それを信念として持っているベラス小隊長は、当たり前の行動に出るだけであった。
「馬車の者たちを助けることは、我々が魔物に立ち向かうことになります。しかし、敵は地震を起こすほどの強さです。到底、我々だけでは倒すことはできません。いや、こちらが全滅してしまいます」
ハルトラ副隊長が常識論を述べた。
それは、ここにいる隊員誰もが分かりきっていることだ。馬車の者たちを助けることは、第九十一小隊が全滅することだと。
もちろん、ベラス小隊長もよく分かっている。
「ハルトラ副隊長の言う通りだ。だから、今回の命令に関しては強制はしない。助けに向かうのは、俺一人だけで構わない」
死地に向かう戦いだ。そんな無謀な戦いに小隊を巻き込むことはしたくなかった。隊員たちにはここに残ってもらい、ひとりで助けに向かおうとしていた。

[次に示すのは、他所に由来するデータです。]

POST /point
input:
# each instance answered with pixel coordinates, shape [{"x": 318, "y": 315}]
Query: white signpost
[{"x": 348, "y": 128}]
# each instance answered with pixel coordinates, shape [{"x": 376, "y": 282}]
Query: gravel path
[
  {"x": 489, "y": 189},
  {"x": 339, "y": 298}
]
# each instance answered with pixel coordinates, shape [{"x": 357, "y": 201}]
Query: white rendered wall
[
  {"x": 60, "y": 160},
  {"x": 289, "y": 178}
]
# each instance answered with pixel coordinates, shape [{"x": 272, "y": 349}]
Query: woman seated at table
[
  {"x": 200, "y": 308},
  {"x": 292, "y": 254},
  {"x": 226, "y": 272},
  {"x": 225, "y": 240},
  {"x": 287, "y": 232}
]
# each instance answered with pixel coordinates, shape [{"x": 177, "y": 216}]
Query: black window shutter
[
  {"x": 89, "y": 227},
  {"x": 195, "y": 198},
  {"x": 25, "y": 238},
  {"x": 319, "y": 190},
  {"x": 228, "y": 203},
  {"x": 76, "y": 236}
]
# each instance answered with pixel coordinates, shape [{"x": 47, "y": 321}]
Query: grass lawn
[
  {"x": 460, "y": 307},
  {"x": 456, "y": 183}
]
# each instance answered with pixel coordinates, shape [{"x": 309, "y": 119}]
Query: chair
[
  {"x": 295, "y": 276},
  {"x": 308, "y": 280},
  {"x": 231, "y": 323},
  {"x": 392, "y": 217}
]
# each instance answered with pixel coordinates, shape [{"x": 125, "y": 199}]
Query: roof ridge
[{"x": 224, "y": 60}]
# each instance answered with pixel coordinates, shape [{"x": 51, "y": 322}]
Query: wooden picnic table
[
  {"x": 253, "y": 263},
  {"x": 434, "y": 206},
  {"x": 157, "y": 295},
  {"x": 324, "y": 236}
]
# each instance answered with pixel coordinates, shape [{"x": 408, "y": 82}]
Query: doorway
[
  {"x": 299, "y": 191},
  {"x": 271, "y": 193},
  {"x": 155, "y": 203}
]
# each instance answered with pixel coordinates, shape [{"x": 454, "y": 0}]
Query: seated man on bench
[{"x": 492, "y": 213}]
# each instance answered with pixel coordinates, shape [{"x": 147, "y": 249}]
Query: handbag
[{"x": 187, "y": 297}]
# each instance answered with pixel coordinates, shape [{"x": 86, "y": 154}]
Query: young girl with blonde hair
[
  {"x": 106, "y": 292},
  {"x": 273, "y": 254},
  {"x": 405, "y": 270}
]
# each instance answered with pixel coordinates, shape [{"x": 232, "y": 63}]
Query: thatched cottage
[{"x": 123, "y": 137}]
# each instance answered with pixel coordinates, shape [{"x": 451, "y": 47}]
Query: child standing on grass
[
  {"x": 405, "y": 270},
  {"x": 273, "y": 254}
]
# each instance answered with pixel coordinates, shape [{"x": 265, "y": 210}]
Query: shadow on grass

そんなベラス小隊長の決意を聞いて、苦笑いをする者がいた。
マーラスだ。
「ベラス小隊長、随分勝手なことを言いますね」
「ああ。これは俺が決めた自分勝手なことだ。だから、お前たちが従うことはない」
「それが自分勝手だと言うのですよ!」
「!?」
強い口調のマーラスだったが、その理由がベラス小隊長には分からない。
軽くため息をついたマーラスは話を続けた。
「俺たちはエースライン帝国軍の中では底辺の底辺である小隊の隊員だ。隊長や副隊長は別として、俺たち一般兵士はこれからも大して昇進もなく、このまま一兵卒として終わるでしょう。しかし、帝国軍の一員としてのプライドはある。むざむざ民間人が殺されるところを見て見ぬ振りはできないですよ」
マーラスは隊員の代表して意見を述べただけであった。ここにいる小隊全員が軍隊の本分を充分に理解している。
誰もがベラス小隊長と同じ気持ちであった。
「お前たち……」
ベラス小隊長は隊員たちを見渡した。皆決意を決めた強い瞳をしている。
「まぁ、俺たちなら、あの魔物を倒してしまうかもしれませんし」
「おっ、こいつ、一丁前のことを言うようになったな」
新米のフリダンの首にマーラスが腕をかける。
「痛たたた……マーラスさん、痛いっすよ」
そんな二人を見ながら、みんなが笑う。
そんな彼らをベラス小隊長は、半分呆れて、半分は感謝の気持ちで見つめていた。
「よし! それでは作戦を説明する」
ベラス小隊長はその場で作戦を伝えた。